Cold and flu season is here — but doctors say antibiotics won't help you get better faster
CBC
As the season for coughs and colds returns, medical experts have a reminder: antibiotics aren't a go-to treatment for common viral respiratory infections.
"I think that a lot of people are in the habit of still seeking antibiotics if they're finding that their illness is prolonged or more severe, just in case," said Dr. Lynora Saxinger, an infectious diseases specialist at the University of Alberta Hospital in Edmonton.
Overprescribing — including at a patient's request — and misuse of antibiotics is fuelling antibiotic resistance, a global health threat, giving rise to superbugs that can't be treated by first-line antibiotics.
Saxinger says patients who are prescribed an antibiotic for an illness the drugs don't treat can be given a false perception of their effectiveness.
"They get a prescription, it's for a virus, but they start to get better shortly after because they've just peaked in their illness while this whole process was going on," she told Dr. Brian Goldman, host of The Dose podcast.
"So there's also a learned behaviour where people associate getting better with having had an antibiotic prescription."
The risk of antibiotic resistance is increasing year over year and affecting patients in hospital on a daily basis, according to infectious diseases physician Dr.
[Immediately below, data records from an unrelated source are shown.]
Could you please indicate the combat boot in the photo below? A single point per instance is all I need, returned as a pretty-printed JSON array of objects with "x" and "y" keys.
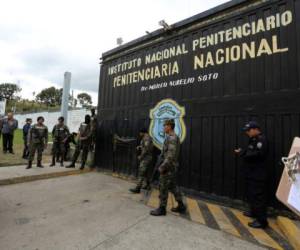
[
  {"x": 135, "y": 190},
  {"x": 181, "y": 208},
  {"x": 147, "y": 186},
  {"x": 29, "y": 165},
  {"x": 39, "y": 164},
  {"x": 53, "y": 162},
  {"x": 72, "y": 165},
  {"x": 82, "y": 166},
  {"x": 161, "y": 211},
  {"x": 258, "y": 224}
]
Jerome Leis.
"We have, for example, patients who have an infection that, because of resistance, now requires an intravenous course of antibiotics rather than pills, or now requires a second-line antibiotic that not only is less effective, but has increased risks to the patient," said Leis, medical director of infection prevention and control at Sunnybrook Health Sciences in Toronto.
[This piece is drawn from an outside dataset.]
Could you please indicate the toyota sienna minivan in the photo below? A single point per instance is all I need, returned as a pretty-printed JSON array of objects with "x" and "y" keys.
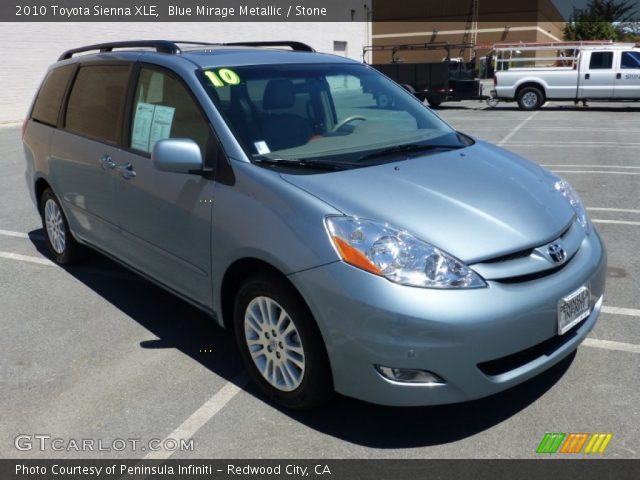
[{"x": 372, "y": 251}]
In certain cases where antibiotics are no longer an option, doctors are turning to surgical methods to control infections, he added.
In 2018, one-quarter of bacterial infections were resistant to a first-line antibiotic used to treat them, and nearly 15 people died due to resistant infections, according to a 2019 report by the Council of Canadian Academies. The same report predicts resistance rates will rise to 40 per cent by 2050.
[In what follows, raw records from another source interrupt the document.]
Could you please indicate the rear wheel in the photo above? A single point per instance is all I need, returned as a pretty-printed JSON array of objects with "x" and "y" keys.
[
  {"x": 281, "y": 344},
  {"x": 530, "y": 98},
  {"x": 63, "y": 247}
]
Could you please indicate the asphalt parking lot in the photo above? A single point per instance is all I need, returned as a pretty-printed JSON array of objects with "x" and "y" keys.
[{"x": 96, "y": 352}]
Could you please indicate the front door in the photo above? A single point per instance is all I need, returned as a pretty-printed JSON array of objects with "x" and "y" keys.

Meanwhile, the U.S. Centers for Disease Control says at least 28 per cent of the antibiotics prescribed by doctors are considered unnecessary and contribute to superbugs.
But proper stewardship of the potentially life-saving drugs — using them only when prescribed, for the bacterial infections they treat — can help ensure they remain effective. In June, the Public Health Agency of Canada released a five-year, pan-Canadian plan to combat antibiotic resistance.
Dr. Daniel Flanders, a pediatrician in Toronto, says he works hard to prescribe antibiotics only when necessary, but acknowledges that there's a balance between practising antibiotic stewardship and providing good service to patients.
"I think we need to get better and better at communicating reasons why we might choose not to treat someone's child or someone's infection with antibiotics," he said.